Mi chiamo Sofia, sono cinque anni più giovane di Giulia. Siamo cresciute insieme in un paesino dove tutti si conoscevano. I nostri genitori erano persone semplici: la mamma lavorava a scuola, il papà in fabbrica. Da bambine eravamo molto legate, condividevamo segreti e sognavamo insieme il futuro. Ma con gli anni Giulia è cambiata. È sempre stata ambiziosa, voleva più di quanto il nostro paesino potesse offrire. Dopo il liceo è partita per studiare a Roma, poi all’estero. Ero fiera di lei, credevo che avrebbe raggiunto grandi traguardi restando la stessa persona gentile. Mi sbagliavo.
Quando Giulia è tornata dopo qualche anno, era una donna completamente diversa: fredda, altezzosa. Parlava con me come se non fossi sua sorella, ma una conoscente casuale che non capiva il suo “livello di vita superiore”. Le sue parole spesso suonavano come rimproveri: perché non mi sforzo di ottenere di più, perché vivo “in modo così semplice”? Io, però, non volevo competere con lei. Ho la mia felicità: lavoro in biblioteca, ho un marito, Luca, e due figli. Non siamo ricchi, ma siamo felici. Mi piace il mio lavoro, le nostre serate in famiglia, le passeggiate con i bambini. Ma per Giulia sembra tutto troppo banale, persino insignificante.

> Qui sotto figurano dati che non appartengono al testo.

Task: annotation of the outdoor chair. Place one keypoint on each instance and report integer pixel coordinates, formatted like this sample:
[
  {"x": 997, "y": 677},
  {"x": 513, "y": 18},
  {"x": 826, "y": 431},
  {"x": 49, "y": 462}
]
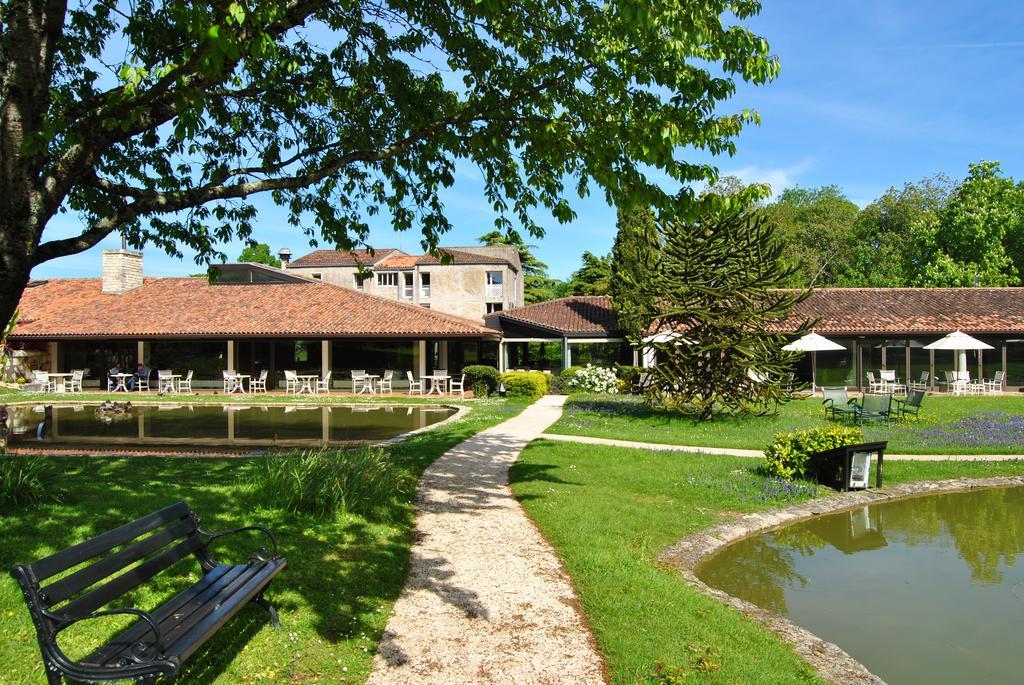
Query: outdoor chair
[
  {"x": 923, "y": 383},
  {"x": 74, "y": 384},
  {"x": 415, "y": 386},
  {"x": 994, "y": 386},
  {"x": 838, "y": 402},
  {"x": 910, "y": 405},
  {"x": 358, "y": 380},
  {"x": 258, "y": 384},
  {"x": 875, "y": 407},
  {"x": 324, "y": 384},
  {"x": 872, "y": 384}
]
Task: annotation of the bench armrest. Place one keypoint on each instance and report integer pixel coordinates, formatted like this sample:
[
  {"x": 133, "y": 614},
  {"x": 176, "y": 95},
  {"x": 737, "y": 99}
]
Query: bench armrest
[{"x": 260, "y": 554}]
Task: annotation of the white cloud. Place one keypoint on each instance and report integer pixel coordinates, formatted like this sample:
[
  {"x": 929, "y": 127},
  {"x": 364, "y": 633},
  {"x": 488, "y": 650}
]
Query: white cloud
[{"x": 778, "y": 178}]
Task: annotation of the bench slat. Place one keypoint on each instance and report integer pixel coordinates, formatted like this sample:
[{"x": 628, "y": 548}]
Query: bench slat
[
  {"x": 180, "y": 603},
  {"x": 130, "y": 580},
  {"x": 84, "y": 578},
  {"x": 61, "y": 561}
]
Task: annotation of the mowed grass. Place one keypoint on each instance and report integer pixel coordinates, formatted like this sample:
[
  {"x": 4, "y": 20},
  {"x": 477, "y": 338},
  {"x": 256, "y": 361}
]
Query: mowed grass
[
  {"x": 609, "y": 513},
  {"x": 335, "y": 597},
  {"x": 948, "y": 425}
]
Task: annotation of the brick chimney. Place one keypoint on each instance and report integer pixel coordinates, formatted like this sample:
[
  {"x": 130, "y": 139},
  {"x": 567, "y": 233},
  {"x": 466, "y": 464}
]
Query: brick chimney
[{"x": 122, "y": 271}]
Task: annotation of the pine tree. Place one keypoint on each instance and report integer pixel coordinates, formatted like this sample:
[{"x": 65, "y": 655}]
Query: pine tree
[
  {"x": 718, "y": 287},
  {"x": 633, "y": 259}
]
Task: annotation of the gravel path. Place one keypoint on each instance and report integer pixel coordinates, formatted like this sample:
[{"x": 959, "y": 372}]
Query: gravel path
[{"x": 486, "y": 600}]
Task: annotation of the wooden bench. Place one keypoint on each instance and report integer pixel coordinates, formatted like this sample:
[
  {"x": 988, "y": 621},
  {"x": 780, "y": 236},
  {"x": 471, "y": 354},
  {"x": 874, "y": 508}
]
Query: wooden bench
[{"x": 160, "y": 642}]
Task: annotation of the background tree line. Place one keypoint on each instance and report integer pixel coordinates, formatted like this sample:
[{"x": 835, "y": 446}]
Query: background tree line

Una volta l’ho invitata al compleanno di mia figlia. Pensavo potesse essere un’occasione per riavvicinarci. Giulia è venuta, ma ha passato la serata a comportarsi come se ci stesse facendo un favore con la sua presenza. Ha criticato tutto: il cibo, la nostra casa modesta, persino il nostro modo di educare i figli. A mia figlia Anna ha regalato un costoso tablet, aggiungendo però: “Forse in questo modo imparerai qualcosa di utile”. Ero sconvolta. Luca ha cercato di stemperare la tensione, ma Giulia si limitava a sospirare e controllare l’orologio. Quella sera ho capito: non voglio più vederla.
L’ultima goccia è stata con nostra madre. Si è ammalata gravemente e aveva bisogno di un’operazione. Mi sono presa cura di lei, ho preso permessi, ho cercato medici. Giulia lo sapeva, ma non ha nemmeno chiamato o fatto una visita. Ha solo mandato un messaggio: “Mandami il conto, ti faccio un bonifico”. Non le avevo chiesto soldi: volevo che fosse presente, che sostenesse la mamma. Ma per Giulia, a quanto pare, tutto si misura in euro. La mamma si è ripresa, ma non ha mai ricevuto quella telefonata dalla figlia maggiore. Le ha spezzato il cuore, e a me ha aperto gli occhi su cosa fosse diventata mia sorella.
Ora Giulia vive la sua vita, e io la mia. A volte mi scrive, mi invita nella sua villa, ma io rifiuto. Non voglio sentire lezioni di vita né assistere alle sue esibizioni sulla ricchezza. Non mi servono i suoi soldi o i suoi regali. Apprezzo la mia famiglia, i miei figli, le nostre piccole gioie. Forse lei mi considera una fallita—e va bene così. So che la felicità non è nella piscina o nelle macchine costose.
A volte mi manca quella Giulia che ricordo da bambina. Ma quella ragazzina non esiste più. Al suo posto c’è una donna che ha dimenticato il significato della famiglia. Non serbo rancore, ma non voglio tenerla nella mia vita. Ho mio marito, i miei figli, i miei amici—persone che mi apprezzano per come sono. E Giulia può rimanere nel suo mondo perfetto. Spero che un giorno capirà cosa ha perso.